It was used last month by Republican lawmakers to overturn OSHA''s ergonomics rules and now Democrats in Congress are threatening to use the Congressional Review Act to reinstate several EPA rules recently rolled back by the Bush Administration.
Democrats and green groups launched a counter-offensive to White House decisions to suspend proposed rules that would decrease arsenic in drinking water and curb mining waste.
President Bush has also said he opposes rules aimed at curbing carbon monoxide from power plants -- a key contributor to global warming.
Sen. Joe Lieberman, D-Conn., said lawmakers could use the Congressional Review Act to challenge Bush''s environmental decisions.
The law allows repealing a rule through a joint resolution and a petition signed by 30 senators.
The little-known rule that was never used may now be invoked for the second time in less than two months.
"In the blink of an eye, one protection after another is being torn down without public comment.

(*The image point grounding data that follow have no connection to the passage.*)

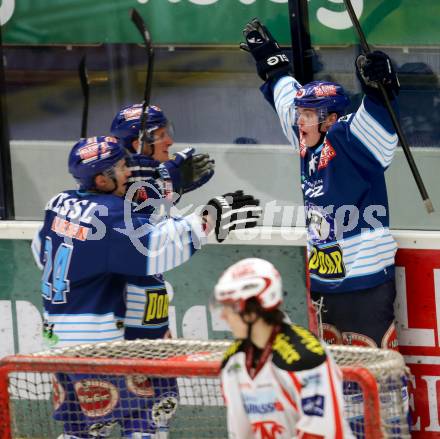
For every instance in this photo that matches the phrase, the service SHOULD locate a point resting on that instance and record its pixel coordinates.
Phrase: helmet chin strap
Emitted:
(249, 324)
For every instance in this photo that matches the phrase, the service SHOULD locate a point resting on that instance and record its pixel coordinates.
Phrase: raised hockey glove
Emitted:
(271, 61)
(232, 211)
(377, 68)
(187, 171)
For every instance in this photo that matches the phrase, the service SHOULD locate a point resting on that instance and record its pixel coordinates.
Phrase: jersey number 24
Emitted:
(58, 267)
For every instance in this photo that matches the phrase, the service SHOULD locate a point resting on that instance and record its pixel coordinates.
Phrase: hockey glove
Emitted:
(374, 68)
(187, 171)
(232, 211)
(271, 62)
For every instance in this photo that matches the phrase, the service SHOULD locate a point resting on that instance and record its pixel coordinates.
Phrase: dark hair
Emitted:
(273, 317)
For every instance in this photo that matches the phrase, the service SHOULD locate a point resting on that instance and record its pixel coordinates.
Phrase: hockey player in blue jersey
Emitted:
(151, 161)
(91, 241)
(343, 161)
(162, 178)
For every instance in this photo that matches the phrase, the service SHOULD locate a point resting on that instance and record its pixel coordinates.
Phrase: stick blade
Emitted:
(139, 22)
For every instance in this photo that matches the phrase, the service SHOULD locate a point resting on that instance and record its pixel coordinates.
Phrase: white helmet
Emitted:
(251, 277)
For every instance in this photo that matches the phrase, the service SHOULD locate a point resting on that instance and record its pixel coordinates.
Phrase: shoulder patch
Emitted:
(295, 348)
(233, 349)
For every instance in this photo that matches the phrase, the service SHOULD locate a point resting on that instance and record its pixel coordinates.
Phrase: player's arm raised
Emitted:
(273, 67)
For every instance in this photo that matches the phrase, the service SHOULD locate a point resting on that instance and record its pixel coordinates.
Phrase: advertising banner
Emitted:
(214, 22)
(418, 314)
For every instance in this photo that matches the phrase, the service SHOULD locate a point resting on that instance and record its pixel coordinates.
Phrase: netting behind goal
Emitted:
(105, 377)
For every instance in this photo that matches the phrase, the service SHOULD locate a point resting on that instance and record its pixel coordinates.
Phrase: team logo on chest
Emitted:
(328, 153)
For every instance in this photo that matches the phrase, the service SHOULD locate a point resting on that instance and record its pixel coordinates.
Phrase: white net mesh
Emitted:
(184, 404)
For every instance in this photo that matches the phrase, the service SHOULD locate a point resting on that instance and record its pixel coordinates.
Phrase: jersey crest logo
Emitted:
(267, 429)
(328, 153)
(327, 262)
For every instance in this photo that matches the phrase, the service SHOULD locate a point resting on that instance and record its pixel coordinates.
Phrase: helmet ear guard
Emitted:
(126, 125)
(92, 156)
(322, 96)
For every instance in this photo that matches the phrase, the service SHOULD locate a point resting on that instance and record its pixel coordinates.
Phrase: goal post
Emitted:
(374, 387)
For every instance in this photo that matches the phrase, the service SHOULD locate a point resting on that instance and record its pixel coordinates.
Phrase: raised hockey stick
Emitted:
(143, 30)
(84, 80)
(402, 139)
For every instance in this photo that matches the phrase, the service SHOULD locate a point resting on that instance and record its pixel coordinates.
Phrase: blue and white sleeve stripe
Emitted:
(36, 248)
(374, 136)
(284, 93)
(173, 242)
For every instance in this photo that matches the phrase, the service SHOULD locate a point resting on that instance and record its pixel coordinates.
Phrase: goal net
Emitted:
(171, 387)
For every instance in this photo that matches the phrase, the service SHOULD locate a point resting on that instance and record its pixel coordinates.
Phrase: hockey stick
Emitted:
(402, 139)
(143, 30)
(84, 80)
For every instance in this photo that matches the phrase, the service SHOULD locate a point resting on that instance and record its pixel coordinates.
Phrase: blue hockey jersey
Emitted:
(349, 242)
(87, 248)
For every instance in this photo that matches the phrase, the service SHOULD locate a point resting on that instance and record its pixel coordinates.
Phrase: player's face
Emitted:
(308, 125)
(162, 143)
(238, 327)
(121, 174)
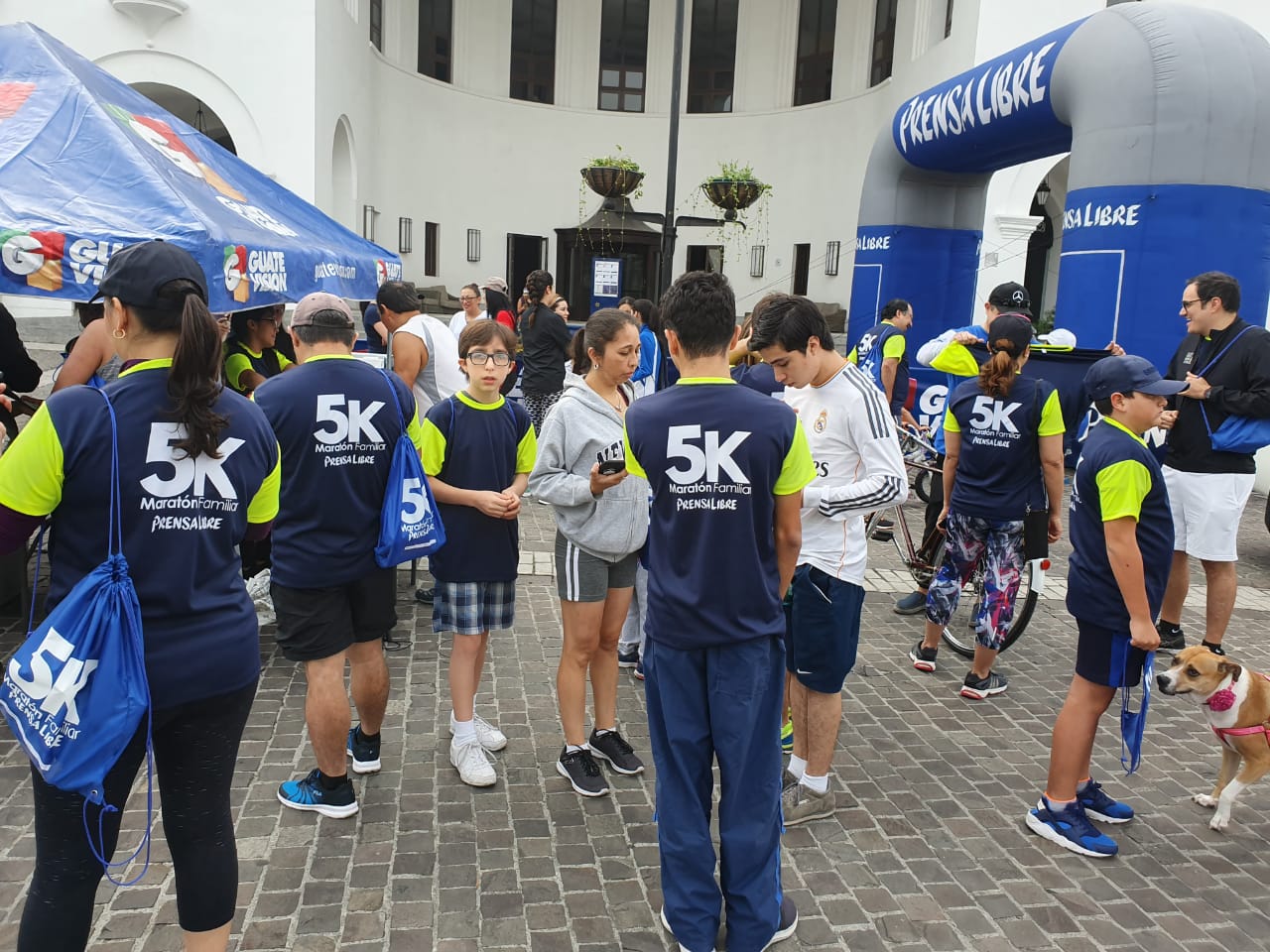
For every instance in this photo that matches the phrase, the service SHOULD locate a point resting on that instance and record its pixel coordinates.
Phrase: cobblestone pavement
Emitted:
(929, 852)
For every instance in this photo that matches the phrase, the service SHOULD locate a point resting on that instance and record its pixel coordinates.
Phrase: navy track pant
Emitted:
(703, 705)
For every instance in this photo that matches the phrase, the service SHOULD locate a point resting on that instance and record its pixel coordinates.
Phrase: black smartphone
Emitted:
(607, 467)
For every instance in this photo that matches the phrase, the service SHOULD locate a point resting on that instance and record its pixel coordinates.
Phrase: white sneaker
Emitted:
(490, 737)
(472, 763)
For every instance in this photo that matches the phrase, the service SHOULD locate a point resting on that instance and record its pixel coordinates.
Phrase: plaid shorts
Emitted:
(472, 607)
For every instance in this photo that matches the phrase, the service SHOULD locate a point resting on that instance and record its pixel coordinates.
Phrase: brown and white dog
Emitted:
(1237, 706)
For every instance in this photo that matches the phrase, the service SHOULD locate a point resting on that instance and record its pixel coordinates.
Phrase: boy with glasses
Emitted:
(1121, 539)
(477, 451)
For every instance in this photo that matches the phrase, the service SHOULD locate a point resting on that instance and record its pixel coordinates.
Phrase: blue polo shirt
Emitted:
(481, 447)
(182, 518)
(1116, 476)
(336, 424)
(715, 456)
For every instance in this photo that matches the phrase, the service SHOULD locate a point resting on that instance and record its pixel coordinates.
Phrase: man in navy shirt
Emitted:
(338, 421)
(726, 467)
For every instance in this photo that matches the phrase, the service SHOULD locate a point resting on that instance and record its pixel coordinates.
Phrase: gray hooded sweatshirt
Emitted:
(580, 425)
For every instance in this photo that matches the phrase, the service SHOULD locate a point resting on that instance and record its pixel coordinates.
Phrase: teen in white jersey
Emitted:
(857, 470)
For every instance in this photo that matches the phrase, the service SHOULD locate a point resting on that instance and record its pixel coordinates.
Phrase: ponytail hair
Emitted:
(535, 287)
(602, 329)
(194, 381)
(998, 373)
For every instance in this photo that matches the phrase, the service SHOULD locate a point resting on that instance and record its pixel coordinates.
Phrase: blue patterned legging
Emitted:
(969, 537)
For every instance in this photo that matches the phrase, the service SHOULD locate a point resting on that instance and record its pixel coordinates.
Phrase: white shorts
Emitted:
(1206, 508)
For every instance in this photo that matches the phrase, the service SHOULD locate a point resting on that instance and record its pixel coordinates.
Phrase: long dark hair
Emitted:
(535, 287)
(998, 373)
(602, 329)
(193, 382)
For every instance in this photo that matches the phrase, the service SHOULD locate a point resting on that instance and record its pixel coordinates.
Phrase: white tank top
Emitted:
(441, 379)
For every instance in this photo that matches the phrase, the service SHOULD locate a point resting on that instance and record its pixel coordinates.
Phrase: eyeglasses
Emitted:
(480, 358)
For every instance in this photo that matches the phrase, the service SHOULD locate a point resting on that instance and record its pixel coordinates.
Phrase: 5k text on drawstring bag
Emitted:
(409, 522)
(75, 690)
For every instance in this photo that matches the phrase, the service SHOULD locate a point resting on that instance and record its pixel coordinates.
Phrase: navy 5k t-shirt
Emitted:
(998, 472)
(714, 454)
(336, 424)
(182, 518)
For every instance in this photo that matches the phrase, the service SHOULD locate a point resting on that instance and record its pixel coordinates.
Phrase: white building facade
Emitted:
(412, 119)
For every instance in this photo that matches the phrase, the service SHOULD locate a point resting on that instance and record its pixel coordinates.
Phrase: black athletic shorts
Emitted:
(317, 624)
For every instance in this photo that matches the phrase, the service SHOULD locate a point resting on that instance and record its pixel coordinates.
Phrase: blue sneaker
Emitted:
(1100, 806)
(1071, 829)
(309, 794)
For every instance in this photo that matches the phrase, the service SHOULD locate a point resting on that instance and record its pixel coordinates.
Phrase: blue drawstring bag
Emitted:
(1237, 434)
(1133, 724)
(409, 522)
(75, 690)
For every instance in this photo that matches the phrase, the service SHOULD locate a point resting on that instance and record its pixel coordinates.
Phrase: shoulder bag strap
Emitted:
(1222, 352)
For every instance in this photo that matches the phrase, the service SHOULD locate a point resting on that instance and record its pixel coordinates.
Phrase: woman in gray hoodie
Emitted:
(601, 525)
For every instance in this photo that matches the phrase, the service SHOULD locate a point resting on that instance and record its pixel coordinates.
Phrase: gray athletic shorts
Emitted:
(581, 576)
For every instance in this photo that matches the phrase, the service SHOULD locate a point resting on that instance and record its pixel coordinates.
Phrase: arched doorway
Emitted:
(343, 175)
(190, 109)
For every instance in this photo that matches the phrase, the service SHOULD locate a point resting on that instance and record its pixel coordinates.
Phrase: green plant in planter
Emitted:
(734, 186)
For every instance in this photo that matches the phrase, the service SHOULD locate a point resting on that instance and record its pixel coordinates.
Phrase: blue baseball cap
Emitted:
(135, 273)
(1128, 375)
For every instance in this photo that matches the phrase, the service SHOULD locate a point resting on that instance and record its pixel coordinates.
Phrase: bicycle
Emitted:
(922, 561)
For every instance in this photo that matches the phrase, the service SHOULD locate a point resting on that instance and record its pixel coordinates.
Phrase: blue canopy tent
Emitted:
(87, 166)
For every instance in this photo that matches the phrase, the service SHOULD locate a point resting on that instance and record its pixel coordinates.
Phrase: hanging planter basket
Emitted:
(733, 194)
(611, 181)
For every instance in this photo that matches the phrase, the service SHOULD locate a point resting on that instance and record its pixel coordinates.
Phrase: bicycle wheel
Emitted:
(922, 485)
(959, 631)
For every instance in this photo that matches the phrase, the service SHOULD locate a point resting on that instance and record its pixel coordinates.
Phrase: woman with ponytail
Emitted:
(545, 340)
(1003, 461)
(198, 472)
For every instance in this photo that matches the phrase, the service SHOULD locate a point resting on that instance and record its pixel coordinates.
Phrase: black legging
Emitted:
(195, 747)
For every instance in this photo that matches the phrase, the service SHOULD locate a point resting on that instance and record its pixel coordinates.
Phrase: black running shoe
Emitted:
(581, 772)
(612, 747)
(1171, 638)
(365, 752)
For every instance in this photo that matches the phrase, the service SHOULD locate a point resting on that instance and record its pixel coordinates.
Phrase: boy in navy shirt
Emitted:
(726, 467)
(336, 421)
(477, 451)
(1121, 548)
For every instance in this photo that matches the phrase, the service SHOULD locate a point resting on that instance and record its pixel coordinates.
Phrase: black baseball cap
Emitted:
(1128, 375)
(136, 273)
(1010, 296)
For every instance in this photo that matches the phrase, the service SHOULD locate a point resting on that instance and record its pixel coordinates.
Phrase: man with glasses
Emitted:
(1225, 361)
(468, 298)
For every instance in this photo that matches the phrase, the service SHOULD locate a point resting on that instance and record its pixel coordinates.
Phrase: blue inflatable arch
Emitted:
(1165, 114)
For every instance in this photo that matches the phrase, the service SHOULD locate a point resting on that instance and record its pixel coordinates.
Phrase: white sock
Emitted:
(820, 784)
(463, 730)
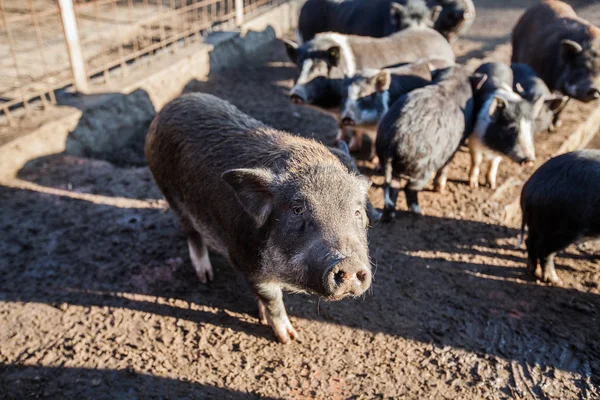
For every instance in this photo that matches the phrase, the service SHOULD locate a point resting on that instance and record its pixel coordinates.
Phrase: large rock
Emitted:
(114, 129)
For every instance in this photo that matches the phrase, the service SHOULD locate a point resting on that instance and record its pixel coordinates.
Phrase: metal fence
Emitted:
(47, 45)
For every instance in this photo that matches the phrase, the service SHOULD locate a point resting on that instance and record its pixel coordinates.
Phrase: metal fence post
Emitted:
(239, 12)
(69, 23)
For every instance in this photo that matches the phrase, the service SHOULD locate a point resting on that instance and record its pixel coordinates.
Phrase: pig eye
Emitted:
(298, 210)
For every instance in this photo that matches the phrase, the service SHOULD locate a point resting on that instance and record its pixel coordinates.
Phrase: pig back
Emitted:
(191, 142)
(406, 46)
(423, 129)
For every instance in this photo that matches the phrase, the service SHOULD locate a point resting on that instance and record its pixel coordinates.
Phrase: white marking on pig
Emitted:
(346, 52)
(304, 73)
(484, 119)
(526, 138)
(299, 38)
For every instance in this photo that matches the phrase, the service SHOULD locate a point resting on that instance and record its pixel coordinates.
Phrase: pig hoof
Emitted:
(262, 313)
(201, 263)
(387, 216)
(416, 209)
(553, 279)
(284, 331)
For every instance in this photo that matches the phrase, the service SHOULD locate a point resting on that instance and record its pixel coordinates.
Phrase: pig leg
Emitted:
(389, 205)
(272, 311)
(412, 190)
(532, 255)
(493, 171)
(476, 159)
(439, 182)
(199, 257)
(549, 273)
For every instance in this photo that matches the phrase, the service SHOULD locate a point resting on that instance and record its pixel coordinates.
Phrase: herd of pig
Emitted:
(290, 213)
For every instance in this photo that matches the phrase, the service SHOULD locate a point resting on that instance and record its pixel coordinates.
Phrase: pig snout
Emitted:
(298, 95)
(344, 278)
(593, 94)
(527, 162)
(582, 93)
(348, 119)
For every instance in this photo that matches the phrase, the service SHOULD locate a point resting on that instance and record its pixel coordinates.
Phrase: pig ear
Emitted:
(292, 49)
(342, 146)
(333, 55)
(520, 89)
(435, 13)
(570, 49)
(396, 13)
(556, 103)
(538, 106)
(498, 104)
(477, 81)
(383, 80)
(252, 188)
(459, 14)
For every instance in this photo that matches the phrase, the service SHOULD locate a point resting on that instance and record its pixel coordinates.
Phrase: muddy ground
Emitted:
(98, 298)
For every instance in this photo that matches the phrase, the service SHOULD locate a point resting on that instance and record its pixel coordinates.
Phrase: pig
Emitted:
(368, 95)
(561, 47)
(421, 132)
(504, 122)
(261, 198)
(561, 206)
(532, 88)
(374, 18)
(452, 18)
(342, 152)
(329, 58)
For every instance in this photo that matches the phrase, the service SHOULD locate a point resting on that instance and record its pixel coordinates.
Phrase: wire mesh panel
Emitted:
(117, 32)
(33, 57)
(112, 34)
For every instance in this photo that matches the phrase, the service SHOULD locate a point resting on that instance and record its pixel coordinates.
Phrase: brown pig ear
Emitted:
(292, 49)
(396, 13)
(556, 103)
(435, 13)
(333, 55)
(383, 81)
(498, 104)
(477, 81)
(570, 49)
(252, 188)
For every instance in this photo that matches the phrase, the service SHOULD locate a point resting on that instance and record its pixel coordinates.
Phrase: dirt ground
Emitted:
(98, 298)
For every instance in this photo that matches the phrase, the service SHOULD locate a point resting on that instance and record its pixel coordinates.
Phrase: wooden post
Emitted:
(67, 15)
(239, 12)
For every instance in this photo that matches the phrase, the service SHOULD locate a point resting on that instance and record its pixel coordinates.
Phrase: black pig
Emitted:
(374, 18)
(561, 47)
(561, 206)
(504, 123)
(329, 58)
(532, 88)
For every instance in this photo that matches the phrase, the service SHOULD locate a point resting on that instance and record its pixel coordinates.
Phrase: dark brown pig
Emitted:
(263, 199)
(561, 47)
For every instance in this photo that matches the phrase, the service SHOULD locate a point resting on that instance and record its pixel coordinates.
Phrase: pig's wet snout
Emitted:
(527, 162)
(348, 121)
(593, 94)
(347, 280)
(296, 99)
(298, 96)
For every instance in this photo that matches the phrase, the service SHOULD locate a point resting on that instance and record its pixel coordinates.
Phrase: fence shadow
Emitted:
(30, 381)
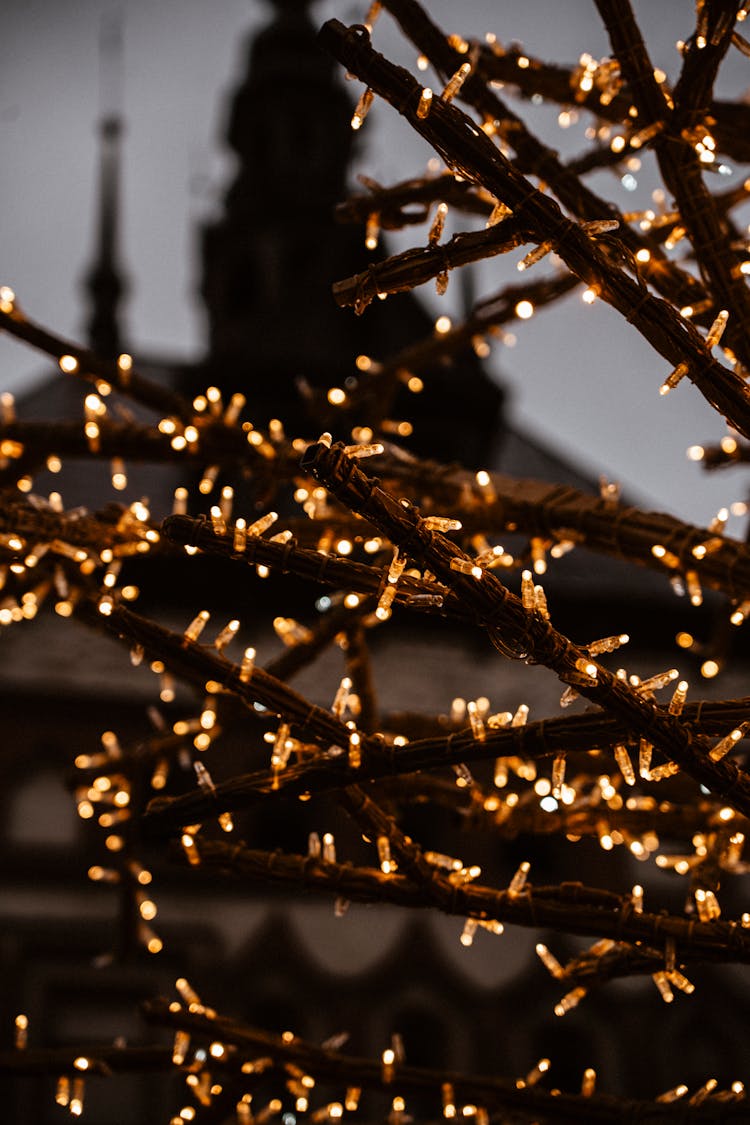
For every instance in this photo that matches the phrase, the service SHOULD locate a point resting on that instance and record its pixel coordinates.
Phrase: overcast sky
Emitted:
(578, 376)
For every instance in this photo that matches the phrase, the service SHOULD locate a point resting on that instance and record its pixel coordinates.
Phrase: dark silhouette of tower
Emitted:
(271, 259)
(105, 281)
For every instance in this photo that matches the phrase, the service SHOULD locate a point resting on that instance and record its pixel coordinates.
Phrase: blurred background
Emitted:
(578, 377)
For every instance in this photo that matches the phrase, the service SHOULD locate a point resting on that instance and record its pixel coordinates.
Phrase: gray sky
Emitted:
(578, 375)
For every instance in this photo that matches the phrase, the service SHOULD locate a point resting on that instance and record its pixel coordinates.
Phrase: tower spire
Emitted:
(105, 281)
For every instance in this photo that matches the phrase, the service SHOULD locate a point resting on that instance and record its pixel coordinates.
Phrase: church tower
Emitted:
(270, 261)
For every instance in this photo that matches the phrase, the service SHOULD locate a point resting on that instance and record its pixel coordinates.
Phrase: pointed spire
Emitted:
(105, 281)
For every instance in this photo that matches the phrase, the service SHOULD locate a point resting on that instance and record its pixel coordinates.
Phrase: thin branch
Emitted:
(467, 150)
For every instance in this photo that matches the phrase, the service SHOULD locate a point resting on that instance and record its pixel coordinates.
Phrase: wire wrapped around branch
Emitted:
(534, 741)
(521, 632)
(413, 268)
(90, 367)
(466, 149)
(497, 1095)
(566, 908)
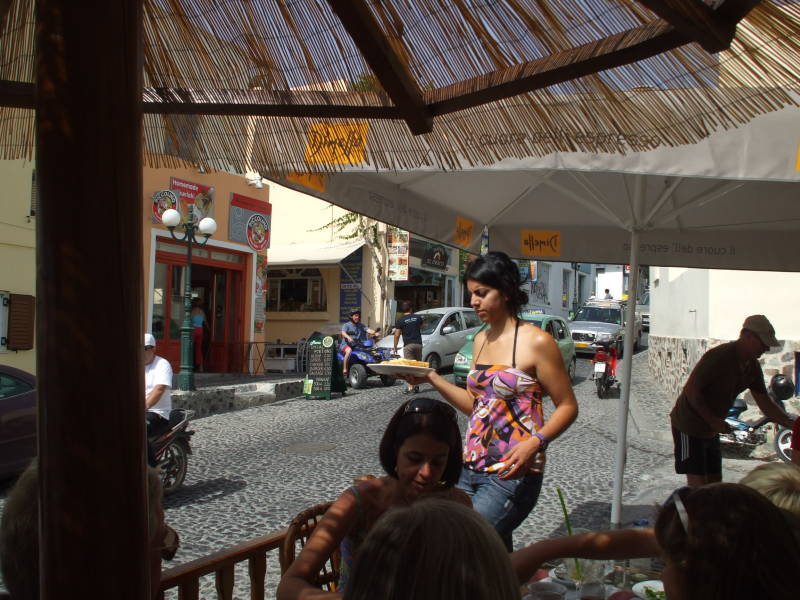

That has to stop," said Lieberman, a member of the Senate''s Environmental and Public Works committee. "We think the Congressional Review Act may be able to undo some of the undoing the Bush Administration has done."
The Bush Administration has suspended or delayed several proposed environmental rules, citing the need for more reviews or scientific studies.
Bush has also stood by his position that strict and costly environmental rules would be harmful to the U.S. energy industry because of the current struggle to meet the demand for electricity and fuel.
"President Bush promised during the campaign to set high environmental standards and build conservation partnerships with federal, state and local governments," said Lieberman. "Instead, his administration is gutting the standards already in place and too often partnering with those who are focused on protecting not the environment but their own special interests."